曹洞宗 島田地蔵寺 「和尚のひとりごと」です。
精神科の先生

イライラするのは・・若いからですね
「うつ病です」という四十六歳の女性に同行して、精神科の病院を訪ねた。心療内科というのだそうだが、待合室に想像以上にたくさんの人がいて驚いた。元気そうに見えるこの人にどんな悩みがあるのだろうか。

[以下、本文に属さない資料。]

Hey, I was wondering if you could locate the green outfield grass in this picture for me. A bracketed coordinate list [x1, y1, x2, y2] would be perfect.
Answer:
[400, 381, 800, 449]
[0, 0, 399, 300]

やがて名前を呼ばれ診察を受けることになった。私は付き添いだが、先生の配慮で入室し、彼女から斜め前に座った。
「どうされましたか」
「・・私、最近、イライラするものです」
「そうですか、イライラするのですか、・・・それはね、脳が活性化しているからですね。若いからですね」
その時です。うつむいていた彼女が顔を上げて、ふっと微笑んだのです。
彼女は私が自動車に乗せて病院に来るまで、ほとんど口を開かず、問いにもほぼ無言であった。その彼女が、医師の一言で笑ったのです。驚きました。
仏様の解決方法
物事を解決するにはいろいろな方法があります。お釈迦さまは四諦(したい)という方法を示されています。四つの諦め(あきらめ)というのですが、諦めは、飽きてしまう、達成をあきらめてしまうではなく、明らかにするという意味です。

四つの諦めとは、
@苦 諦 ・・くたい
 現実を確かめなさい。なかなか思うようになりませんね。
A集 諦・・じったい(しゅうたい)
原因は何でしょうか。欲ですか。
B滅 諦 ・・めったい
悪因を除きましょう。
C道 諦・・どうたい
健全な状態を維持しましよう。
この四つのことで、私はよく話しています。
ところが、この精神科の先生の対応を見てとても反省しました。
 もし彼女が「イライラする」と私に訴えたら、どう対応するだろうか。
まず、「どうして?」とか、「何があったの?」と問うだろう。結果は、彼女は一層口を閉じ、こちらがイライラしてしまう。振り返ってみればそんな対応ばかりしていないだろうか。
精神科の先生は、まず彼女の実情を認められた。
 「そうなの、イライラするのね。それは脳がね・・」
ここで先生は原因を追究されていない。まず、現況の確認である。これで彼女は口を開いた。
つまり、私は、第一段階の苦諦を飛ばしてAの集諦から問うている。これでは解決しない。「お釈迦様の解決方法」などと人に話していても、一番理解していないのが自分だった。
ノート一つの診察室
精神科の先生の机の上は、ノートと筆記具だけだった。もちろん、周りには医学書などが置かれているが、聴診器もメスもない。が、見事に心を開かれた。
医学生が最初に学び、最後に学ぶものは精神科と聞いたことがある。人は言葉で生きていると思った。